Visual Editing with LLM-based Tool Chaining: An Efficient Distillation Approach for Real-Time Applications

Oren Sultan,Alex Khasin,Guy Shiran,Asnat Greenstein-Messica,Dafna Shahaf
2024-10-10
Abstract:We present a practical distillation approach to fine-tune LLMs for invoking tools in real-time applications. We focus on visual editing tasks; specifically, we modify images and videos by interpreting user stylistic requests, specified in natural language ("golden hour"), using an LLM to select the appropriate tools and their parameters to achieve the desired visual effect. We found that proprietary LLMs such as GPT-3.5-Turbo show potential in this task, but their high cost and latency make them unsuitable for real-time applications. In our approach, we fine-tune a (smaller) student LLM with guidance from a (larger) teacher LLM and behavioral signals. We introduce offline metrics to evaluate student LLMs. Both online and offline experiments show that our student models manage to match the performance of our teacher model (GPT-3.5-Turbo), significantly reducing costs and latency. Lastly, we show that fine-tuning was improved by 25% in low-data regimes using augmentation.

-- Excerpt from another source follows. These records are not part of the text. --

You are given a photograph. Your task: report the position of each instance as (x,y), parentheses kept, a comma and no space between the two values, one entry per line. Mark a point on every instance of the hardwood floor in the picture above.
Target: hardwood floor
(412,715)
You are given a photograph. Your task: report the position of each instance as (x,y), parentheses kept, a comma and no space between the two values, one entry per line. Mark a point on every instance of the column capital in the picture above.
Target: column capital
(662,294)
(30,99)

Computation and Language,Artificial Intelligence
What problem does this paper attempt to address?
### What problems does this paper attempt to solve? This paper aims to solve several key problems in real - time video editing applications, especially the cost and latency issues encountered when using large - language models (LLMs) for tool invocation. Specifically: 1. **High cost and high latency**: - Although current proprietary large - language models (such as GPT - 3.5 - Turbo) perform well in visual editing tasks, their high cost and long response time make them unsuitable for real - time applications. 2. **Interpretation of user intent and tool selection**: - Users describe the desired visual effects through natural language (for example, "golden hour"), and a system is required to accurately understand these intents and select appropriate tools and their parameters to achieve the desired effects. 3. **Performance improvement in the case of low data volume**: - In practical applications, especially on mobile devices, the amount of available data may be limited. Therefore, how to effectively train the model in the case of low data volume is a challenge. 4. **Evaluation of the performance of student models**: - It is necessary to develop offline evaluation metrics to measure the performance of student models in order to predict their performance in an online environment and avoid frequent and expensive online A/B tests. To solve these problems, the authors propose a method based on a distillation framework. By fine - tuning a smaller student LLM (guided by a larger teacher LLM and user behavior signals), low - cost and low - latency real - time visual editing tasks can be achieved. In addition, they also introduce data augmentation techniques to improve the fine - tuning effect in the case of low data volume and design offline evaluation metrics to ensure the performance of student models. ### Brief summary This paper mainly solves the following problems: - How to reduce the cost and latency of using LLMs for visual editing while ensuring high - quality editing effects. - How to achieve good performance in the case of low data volume by fine - tuning smaller student models. - How to develop effective offline evaluation metrics to reduce the dependence on expensive online A/B tests. Through these methods, the authors hope that their solutions can better meet the needs of real - time industry applications.